Furthermore, it is our contention that content coverage in mathematics is very likely related to most other school, teacher, and student characteristics, which are also related to learning. If this is the case, then most data analyses relating those characteristics to outcome measures without the inclusion of a measure of content coverage (OTL) will produce biased estimates of the relationships of those variables to student outcomes. The direction and magnitude of the bias, however, is not known.

This suggests two important roles that the measurement of content coverage plays in educational research related to practice and policy. First, it can be conceived of as an important outcome in and of itself. The first four chapters of this book have such a focus as they characterize country differences in textbook and classroom coverage. This coverage reflects the policies of the country as to what content should be covered in what grades, and differences can be used to inform potential policy or practice reforms. Such characterizations of content coverage are outcomes of educational policy, and many countries monitor this coverage as they do other achievement measures. Part II of the book demonstrates the same use of content coverage as an important indicator of schooling, but in the context of teacher preparation.

The other major use of OTL measures goes to their relationship to academic achievement. International studies have a long tradition of measuring student achievement in mathematics, and the results of TIMSS and PISA testing provide a rich source for country comparisons toward learning “what works”—or more precisely, determining the important variables that are related to achievement both across and within countries. Additional variables are included in such studies to characterize countries, schools, classrooms, teachers, and students. Many research studies have been published using this data, as well as those from TEDS-M and TALIS. We also find analyses in this book using all of these international data sets. But here we also find a shortcoming prevalent in the research literature: most of the authors do not control their analyses for differences across countries in terms of content coverage. This is especially true in Part IV of the book, as Sarah Lubienski’s comments on Chaps. 1519 confirm; she discusses the limitations of cross-sectional data sets, especially in terms of confounding variables that are not measured or are ignored in the analyses.

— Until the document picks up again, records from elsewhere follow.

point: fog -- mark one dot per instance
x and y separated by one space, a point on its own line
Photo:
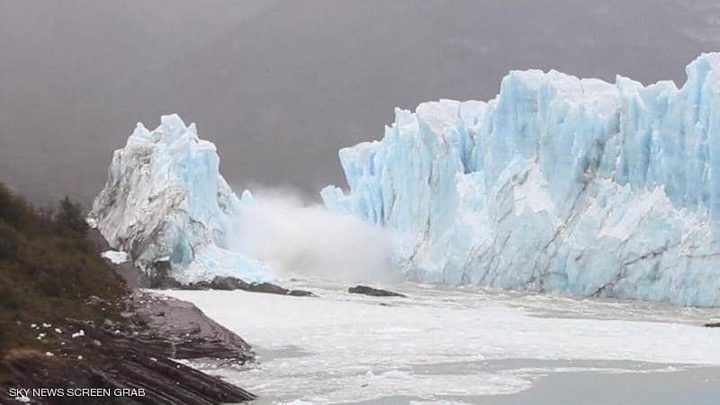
281 85
298 238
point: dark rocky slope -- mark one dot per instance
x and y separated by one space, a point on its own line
67 320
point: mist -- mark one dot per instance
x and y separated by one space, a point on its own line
304 239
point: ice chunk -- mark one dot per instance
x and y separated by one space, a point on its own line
165 200
115 256
558 184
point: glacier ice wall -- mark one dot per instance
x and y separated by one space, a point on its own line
165 200
558 184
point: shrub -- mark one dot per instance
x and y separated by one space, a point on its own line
9 241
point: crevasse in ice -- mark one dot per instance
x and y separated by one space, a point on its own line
558 184
165 200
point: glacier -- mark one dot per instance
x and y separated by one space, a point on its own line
558 184
165 201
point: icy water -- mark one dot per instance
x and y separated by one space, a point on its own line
458 346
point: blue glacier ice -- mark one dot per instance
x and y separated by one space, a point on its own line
558 184
165 201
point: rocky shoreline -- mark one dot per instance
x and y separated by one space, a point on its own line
135 354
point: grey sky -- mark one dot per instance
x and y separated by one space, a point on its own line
279 86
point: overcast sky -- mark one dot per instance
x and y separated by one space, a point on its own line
280 86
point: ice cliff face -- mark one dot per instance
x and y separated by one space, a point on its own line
165 200
558 184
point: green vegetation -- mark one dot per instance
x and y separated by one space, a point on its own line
48 269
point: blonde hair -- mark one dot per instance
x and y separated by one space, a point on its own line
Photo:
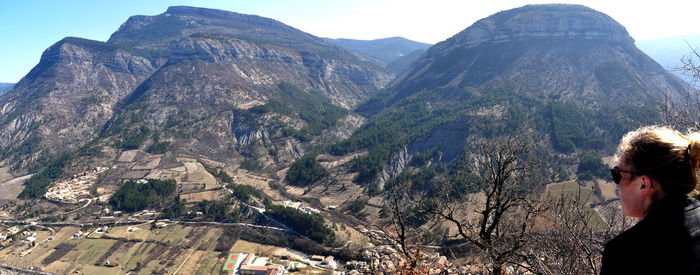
663 154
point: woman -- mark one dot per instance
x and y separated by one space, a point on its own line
655 172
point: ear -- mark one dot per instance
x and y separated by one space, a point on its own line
647 186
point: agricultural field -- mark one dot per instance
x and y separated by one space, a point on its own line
185 249
573 189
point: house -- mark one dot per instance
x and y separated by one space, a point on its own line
294 266
253 270
328 261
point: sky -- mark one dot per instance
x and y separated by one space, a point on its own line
28 27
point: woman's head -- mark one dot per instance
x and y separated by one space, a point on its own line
664 155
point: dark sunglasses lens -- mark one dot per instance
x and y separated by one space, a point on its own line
615 175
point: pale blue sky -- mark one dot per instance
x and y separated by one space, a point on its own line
28 27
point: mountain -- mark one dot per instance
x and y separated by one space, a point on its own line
4 87
669 51
191 76
566 76
396 52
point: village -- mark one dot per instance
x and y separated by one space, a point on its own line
379 253
75 189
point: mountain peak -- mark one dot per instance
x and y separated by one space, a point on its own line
542 22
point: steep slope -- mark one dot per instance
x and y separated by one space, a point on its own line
572 51
66 99
385 49
566 76
188 60
669 51
4 87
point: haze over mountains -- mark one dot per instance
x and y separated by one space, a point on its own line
331 122
669 51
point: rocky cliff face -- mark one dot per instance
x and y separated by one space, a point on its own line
198 69
68 96
4 87
566 76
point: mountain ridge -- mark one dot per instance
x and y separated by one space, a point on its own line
91 83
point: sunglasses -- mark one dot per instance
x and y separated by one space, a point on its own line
616 174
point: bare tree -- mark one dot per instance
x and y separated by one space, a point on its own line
683 111
497 219
409 229
571 235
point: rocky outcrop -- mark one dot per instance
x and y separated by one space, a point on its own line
553 21
69 95
194 74
556 51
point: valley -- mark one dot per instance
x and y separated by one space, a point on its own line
202 141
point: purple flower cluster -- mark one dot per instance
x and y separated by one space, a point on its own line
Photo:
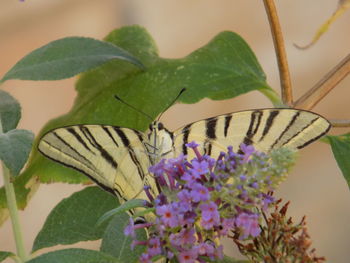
203 199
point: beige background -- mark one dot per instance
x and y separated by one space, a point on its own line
316 187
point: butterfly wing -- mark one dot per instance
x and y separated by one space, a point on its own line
115 158
265 129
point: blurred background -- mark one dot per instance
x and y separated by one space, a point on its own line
315 187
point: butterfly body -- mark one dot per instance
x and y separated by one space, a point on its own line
118 158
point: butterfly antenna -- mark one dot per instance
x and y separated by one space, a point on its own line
134 108
172 103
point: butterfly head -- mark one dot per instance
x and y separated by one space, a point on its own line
160 139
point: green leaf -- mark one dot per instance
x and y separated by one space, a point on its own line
10 111
115 243
15 146
25 187
74 255
222 69
341 150
67 57
4 255
74 218
131 204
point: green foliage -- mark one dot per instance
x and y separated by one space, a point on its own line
4 255
74 218
115 243
67 57
128 205
10 111
15 146
224 68
341 150
74 255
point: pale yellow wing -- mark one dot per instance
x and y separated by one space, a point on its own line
265 129
113 157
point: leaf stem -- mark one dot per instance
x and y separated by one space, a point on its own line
285 80
324 86
12 207
272 95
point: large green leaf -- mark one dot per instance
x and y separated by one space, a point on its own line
65 58
341 150
25 187
15 146
10 111
74 255
222 69
74 218
115 243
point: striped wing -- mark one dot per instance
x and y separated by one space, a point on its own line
266 129
113 157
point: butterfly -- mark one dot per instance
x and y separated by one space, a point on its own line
118 158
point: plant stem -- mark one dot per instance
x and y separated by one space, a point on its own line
12 207
272 95
324 86
286 84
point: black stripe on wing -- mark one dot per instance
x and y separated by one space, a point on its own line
255 121
315 138
273 114
110 190
228 119
210 127
131 152
289 125
72 131
90 137
186 132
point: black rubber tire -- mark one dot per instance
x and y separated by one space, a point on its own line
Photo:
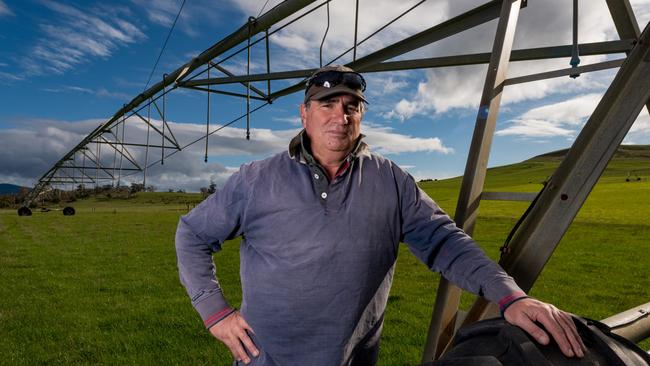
24 211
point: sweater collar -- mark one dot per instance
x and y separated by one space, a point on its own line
300 148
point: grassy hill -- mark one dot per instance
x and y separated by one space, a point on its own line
102 286
6 188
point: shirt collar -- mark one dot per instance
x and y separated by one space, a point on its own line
300 149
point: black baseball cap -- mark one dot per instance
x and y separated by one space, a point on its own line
334 79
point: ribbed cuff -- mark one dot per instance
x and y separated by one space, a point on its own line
511 299
213 308
216 318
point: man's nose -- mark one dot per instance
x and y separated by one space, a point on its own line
340 114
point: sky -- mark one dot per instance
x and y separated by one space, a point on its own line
66 67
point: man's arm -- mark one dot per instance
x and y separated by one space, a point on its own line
433 237
200 233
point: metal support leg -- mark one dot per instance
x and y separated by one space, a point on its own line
207 121
448 298
575 58
625 22
268 66
146 151
568 188
163 115
248 84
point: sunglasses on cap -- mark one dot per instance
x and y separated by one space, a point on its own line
330 79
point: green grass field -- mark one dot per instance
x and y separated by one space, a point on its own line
101 287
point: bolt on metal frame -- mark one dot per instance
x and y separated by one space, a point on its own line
547 220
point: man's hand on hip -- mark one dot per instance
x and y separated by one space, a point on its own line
524 313
232 331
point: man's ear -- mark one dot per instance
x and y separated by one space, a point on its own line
303 114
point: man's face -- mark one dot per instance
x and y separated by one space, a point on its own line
332 124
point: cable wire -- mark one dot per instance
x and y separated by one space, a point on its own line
261 10
164 44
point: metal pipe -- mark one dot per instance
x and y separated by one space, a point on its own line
248 84
356 25
575 59
633 324
448 298
588 49
268 64
278 13
146 151
162 151
207 122
119 176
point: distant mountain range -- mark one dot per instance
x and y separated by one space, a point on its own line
641 152
9 188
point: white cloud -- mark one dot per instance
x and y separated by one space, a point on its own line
557 119
385 141
540 24
76 36
565 119
32 147
101 92
4 9
639 133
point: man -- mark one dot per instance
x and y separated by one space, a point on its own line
321 226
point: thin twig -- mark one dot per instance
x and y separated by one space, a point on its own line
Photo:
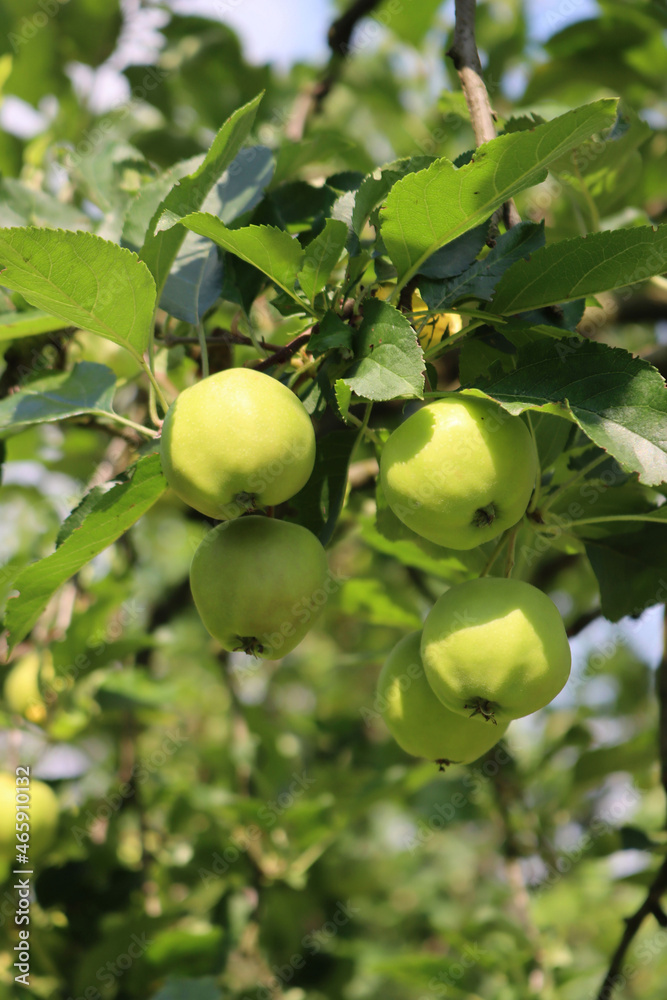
219 336
310 101
282 354
632 924
465 57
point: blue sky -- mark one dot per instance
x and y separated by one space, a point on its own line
296 29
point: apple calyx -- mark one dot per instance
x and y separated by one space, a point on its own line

This is a serious limitation of the studies reported on in Chaps. 1519. Without adequate measures of OTL we do not know if the relationships described are characterizing the variables identified or are biased coefficients resulting from no accurate control of the variation in the content coverages, both within but especially across countries where we know how different content coverage can be (Schmidt et al., 2001).

TIMSS has always had measures of OTL but unfortunately they have become less specific and are not as detailed as in the original 1995 TIMSS. PISA in 2012 had OTL measures for the first time in mathematics. In general, like much of the educational research of this sort, the studies included in this book do not include these measures of OTL either, with the notable exceptions of Chap. 9 (using TEDS-M data) and Chap. 5 (using PISA data).

Despite the limitations of the studies reported on in this book, the book does make very visible the use of mathematics content coverage in international comparative research focusing on determining differences in content coverage as an important policy variable, as well as its use in reducing the potential bias associated with characterizing the relationship between various other schooling variables and academic performance.